After visiting the fairy circle experiment, Shoemaker reported that watered plots only changed a little, and that the water and nutrients plots grew in more. Barger sees the latter observation as solid evidence for the competition hypothesis.
“What we can say at this point is that our hypothesis about nutrients in particular—as important for fairy circles—is confirmed,” said Barger.
In the Namib desert, which receives less than 4 inches of rain annually and has sandy, low-nutrient soil, plants fight for scarce resources. When a struggling plant is outcompeted and dies, more water goes to its neighbors, which then grow large and continue to use more water. These bigger plants draw water away from surrounding plants. This repeated cycle then creates a regular pattern across the landscape, the team’s findings suggest.
But the most striking result was something the researchers had never considered. Barger and her team fenced in some fairy circles to keep out zebras and oryx, which like to munch on scientific equipment. When they came back, they saw that inside fenced plots, plants popped up in the circles, while the unfenced fairy circles remained barren. The team thinks that grazing animals, while not necessarily creating fairy circles, may play an important role in maintaining them.
“That’s a whole interesting part of this that no one’s ever really talked about,” said Barger. “We set that up to protect our equipment and it became probably the most important response.”
Walter Tschinkel, an entomologist at Florida State University who helped with set up the experiment, believesthe team is on to some promising results. Termites, he said, are a weak contender now. While the insects have been spotted in many circles, there’s no evidence that they are the cause. Instead, they might just be coming in to eat the already-dead grass. It’s hard to explain how or why termites would consistently produce such a circular pattern.
“The [termite] claim is based entirely on correlation,” Tschinkel said.
The team is inching closer to solving the ecological mystery, which has impacts for other environments. Patterns are not unique to fairy circles, Barger said. They are found in trees, leaves and sand dunes.
“We see patterns in nature all the time,” Barger said. “Thinking about these patterns—how water moves, how nutrients move—is really important.”

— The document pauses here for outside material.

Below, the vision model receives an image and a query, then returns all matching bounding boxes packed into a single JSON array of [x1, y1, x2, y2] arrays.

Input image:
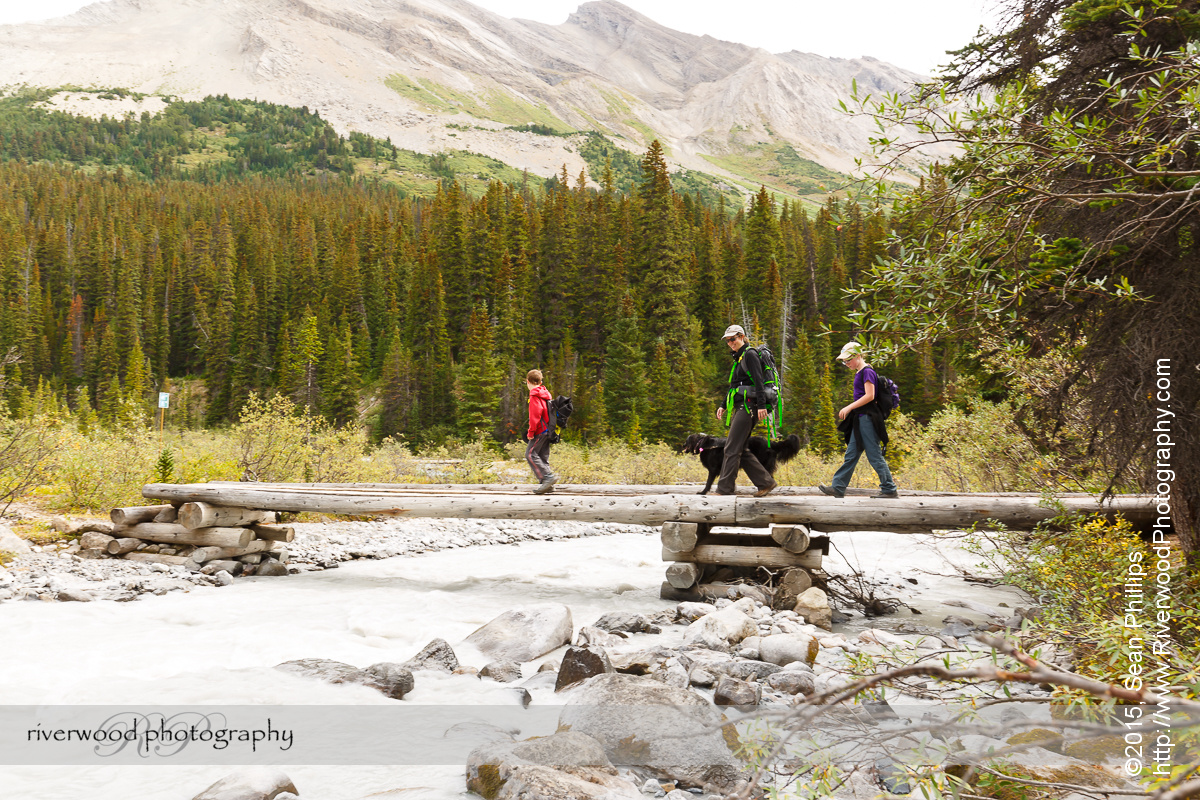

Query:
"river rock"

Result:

The fairy circle research could, for example, reveal how water and nutrients travel in desert soils, which could have implications for growing crops or managing livestock in these areas.

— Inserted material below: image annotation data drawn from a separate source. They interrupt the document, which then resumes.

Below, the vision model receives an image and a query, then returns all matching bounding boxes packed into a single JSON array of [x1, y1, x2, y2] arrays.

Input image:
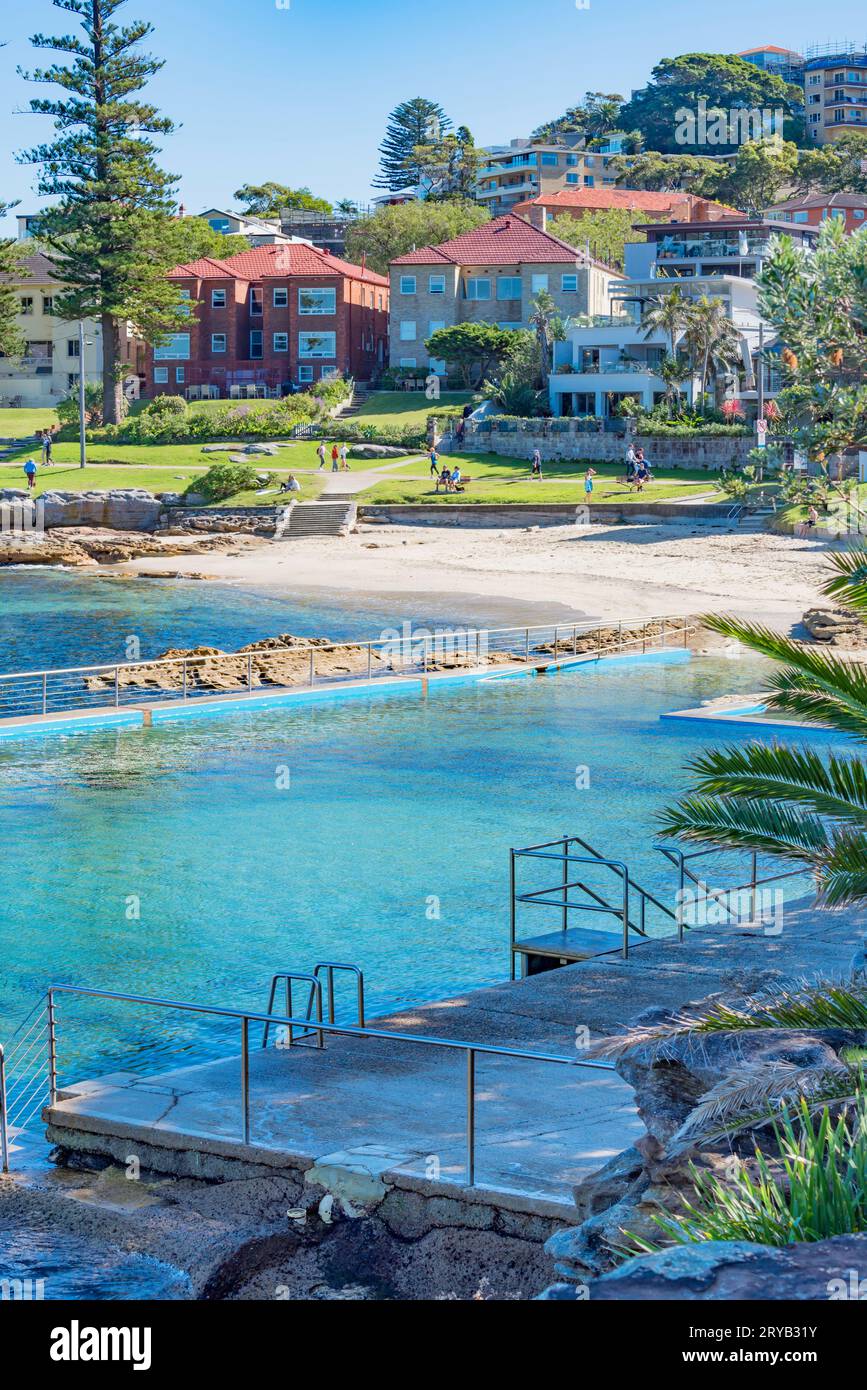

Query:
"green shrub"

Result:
[[186, 463, 272, 502]]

“I really like to be at the interface of science and management,” said Barger. “So, once we get scientific results, thinking about how use them, how do we communicate them . . .not only to the public but to land users so that it’s not sitting in a journal, dying a boring death.”
The team is excited for the future of their experiment. The results so far are promising, says Shoemaker, but still young. She’s interested to see what happens to the fairy circles during a droughtor after a few consecutive rainy years.
Because of the Namib Desert’s fickle climate, the team may have to wait years before returning, until after the region’s next rainy season. Shoemaker is eager to come back.
“We are hoping to go back next April,” she said. “Hopefully—fingers crossed—it’s going to rain there again.”